Sunday, March 09, 2008

[TECH] Algorithmic details of UNIX Sort command.

I happened to look at the algorithmic details of UNIX Sort, a LINUX version of the classic UNIX sort is a part of GNU coreutils-6.9.90. This is classic example of the standard External R-Way merge , to sort a data of size N bytes with a main memory size of M so it creates N/M runs and merges R at a time, the number of passes through the data is log(N/M)/log(R) passes.In fact the lower bound(runtime) for external sorting is Ω((N/M)log(N/M)/log(R)). All the external memory sorting algorithms provided in the literature are optimal so the fight here is minimizing the constant before the number of passes.

UNIX sort treats keys are lines (strings), the algorithm followed by unix sort is in fact the R-Way merge. Let the input file size be IN_SIZE.
1. Choosing Run Size:
--------------------------------
The sizes of the initial runs are chosen from the total physical memory (TOTAL_PHY) and available memory (AVAIL_PHY). RUN_SIZE = (MAX(TOTAL_PHY/8,AVAIL_PHY))/2
maximum of 1/8th of TOTAL_PHY and AVAIL_PHY and divided by 2. See function "default_sort_size (void)" in the code.
2. Creating Runs:
-------------------------
Unix sort creates a temporary file for every run. So it creates IN_SIZE/RUN_SIZE (celing) temporary files. Internally it uses merge sort to sort internally it uses an optimization mentioned in Knuth volume 3 (2nd edition), problem 5.2.4-23.
3. Merging:
----------------
The number of runs merged at any time is hard coded in the program see macro NMERGE , NMERGE is defined to be 16 so it merges exactly 16 runs at any time.

1 comment:

Jesús said...

I'm wondering if execution time in some scenarios couldn't benefit from using different algorithms. For example, when using a sort command within a long pipe, a selection sort algorithm might be better because, despite being asimptotically worse, it starts outputting results sooner than merge sort, thus reducing the "stall" added by the sort.

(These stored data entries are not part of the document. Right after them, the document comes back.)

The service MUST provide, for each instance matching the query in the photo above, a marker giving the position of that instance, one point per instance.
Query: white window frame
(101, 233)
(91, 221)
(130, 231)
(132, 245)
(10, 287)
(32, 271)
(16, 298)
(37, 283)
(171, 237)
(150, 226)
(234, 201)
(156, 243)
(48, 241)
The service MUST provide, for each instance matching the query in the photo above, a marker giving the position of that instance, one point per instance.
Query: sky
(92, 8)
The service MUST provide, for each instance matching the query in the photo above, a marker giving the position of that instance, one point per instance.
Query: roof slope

The drawback would be memory consumption and perhaps efficiency when using very large files (although if that's a problem would depend on the rest of the pipeline), so it shouldn't be thought as a general solution. But perhaps a command-line option for using a "low-latency" algorithm, or even an automatic switch when in and out were stdin and stdout, would be handy.